A Sra. Le Pen rejeitou expressamente o slogan, criticando-o como uma teoria da conspiração. Embora ela tenha mantido distância do mandato, o presidente de seu partido, Jordan Bardella, começou a se referir a ele nos últimos meses.
Enfrentando críticas, a Sra. Pécresse recuou um pouco, dizendo que seu uso da expressão foi mal interpretado.
Mas Nicolas Lebourg, um cientista político especializado em direita e extrema-direita, disse que seu uso do termo simplesmente reflete um cálculo político: os apoiadores tradicionais da classe média de centro-direita também mudaram para a direita nos últimos anos.
Saiba mais sobre a eleição presidencial da França
A campanha começa. Os cidadãos franceses irão às urnas em abril para começar a eleger um presidente. Veja aqui os candidatos:
“Desde 2010, houve um endurecimento significativo dos eleitores da classe média alta contra a imigração e o Islã, mas ainda não vimos seus efeitos políticos”, disse Lebourg. “Então, o que estamos experimentando agora é uma queda de parte da classe média e da classe média alta.”
Esses eleitores estão preocupados com questões como “wokisme” – a suposta contaminação da França por ideias americanas “acordadas” sobre justiça social que eles consideram politicamente corretas exageradas.
“São os eleitores da classe média que se preocupam com o ‘wokisme’, enquanto os apoiadores da classe trabalhadora de Le Pen estão completamente desinteressados com isso”, disse Lebourg.
A “grande substituição” foi evocada por um escritor francês chamado Renaud Camus em 2010. Em uma entrevista em 2019, Camus lamentou o fato de políticos importantes terem rejeitado o slogan.

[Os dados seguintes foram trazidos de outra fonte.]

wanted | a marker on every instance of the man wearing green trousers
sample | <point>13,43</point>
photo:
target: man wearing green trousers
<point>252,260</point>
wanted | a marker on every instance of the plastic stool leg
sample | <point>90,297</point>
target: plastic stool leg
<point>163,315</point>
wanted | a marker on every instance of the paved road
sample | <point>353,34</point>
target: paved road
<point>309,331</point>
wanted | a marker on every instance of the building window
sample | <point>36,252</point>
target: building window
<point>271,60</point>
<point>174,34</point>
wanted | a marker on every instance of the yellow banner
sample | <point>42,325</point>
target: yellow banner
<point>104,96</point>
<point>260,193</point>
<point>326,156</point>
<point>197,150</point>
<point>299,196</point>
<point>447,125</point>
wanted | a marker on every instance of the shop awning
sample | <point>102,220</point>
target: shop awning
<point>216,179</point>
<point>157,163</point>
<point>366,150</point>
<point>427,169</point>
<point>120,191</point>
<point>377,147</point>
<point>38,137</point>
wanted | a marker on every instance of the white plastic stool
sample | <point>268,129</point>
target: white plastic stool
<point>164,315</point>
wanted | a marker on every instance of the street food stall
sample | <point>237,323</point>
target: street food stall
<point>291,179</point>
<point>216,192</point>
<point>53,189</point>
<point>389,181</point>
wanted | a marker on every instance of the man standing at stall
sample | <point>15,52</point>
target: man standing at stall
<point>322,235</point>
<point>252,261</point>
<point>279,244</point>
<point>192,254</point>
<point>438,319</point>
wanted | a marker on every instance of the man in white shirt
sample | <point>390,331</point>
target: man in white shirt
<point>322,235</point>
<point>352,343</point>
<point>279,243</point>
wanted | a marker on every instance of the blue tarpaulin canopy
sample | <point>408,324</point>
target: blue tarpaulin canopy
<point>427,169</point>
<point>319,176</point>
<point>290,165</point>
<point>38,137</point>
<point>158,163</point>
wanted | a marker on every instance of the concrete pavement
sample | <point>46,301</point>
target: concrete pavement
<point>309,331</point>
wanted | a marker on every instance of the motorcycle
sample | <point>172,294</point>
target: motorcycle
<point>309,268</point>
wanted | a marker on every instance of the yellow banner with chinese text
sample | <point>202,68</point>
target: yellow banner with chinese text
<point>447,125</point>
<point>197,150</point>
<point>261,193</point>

O slogan e sua adesão à extrema direita o transformaram em um pária nos círculos literários e midiáticos da França, forçando-o a publicar seus próprios livros.

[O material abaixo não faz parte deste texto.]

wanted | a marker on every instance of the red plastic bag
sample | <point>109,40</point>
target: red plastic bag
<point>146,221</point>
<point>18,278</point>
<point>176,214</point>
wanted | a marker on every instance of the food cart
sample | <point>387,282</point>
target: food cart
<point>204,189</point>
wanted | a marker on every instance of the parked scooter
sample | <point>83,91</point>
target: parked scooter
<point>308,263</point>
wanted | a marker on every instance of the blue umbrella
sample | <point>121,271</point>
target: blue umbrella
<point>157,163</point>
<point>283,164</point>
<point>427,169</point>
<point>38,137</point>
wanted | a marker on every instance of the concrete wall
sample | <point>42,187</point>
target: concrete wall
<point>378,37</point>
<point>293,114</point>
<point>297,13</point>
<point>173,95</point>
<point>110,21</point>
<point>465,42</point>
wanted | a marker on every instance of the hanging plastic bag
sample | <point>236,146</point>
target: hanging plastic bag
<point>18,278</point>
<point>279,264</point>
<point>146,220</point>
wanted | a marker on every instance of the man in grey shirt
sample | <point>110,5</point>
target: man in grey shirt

Mas nos últimos meses, Camus foi convidado a voltar a participar de programas de entrevistas na televisão.
Em uma troca de e-mails na terça-feira, ele disse: “Só posso ficar encantado com o uso da expressão ‘grande substituição’ durante esta campanha presidencial”.
Outras questões de campanha, como a pandemia e o poder de compra do consumidor, foram menores ao lado da realidade descrita pelo slogan, disse.
“O resto não tem importância em comparação”, disse ele.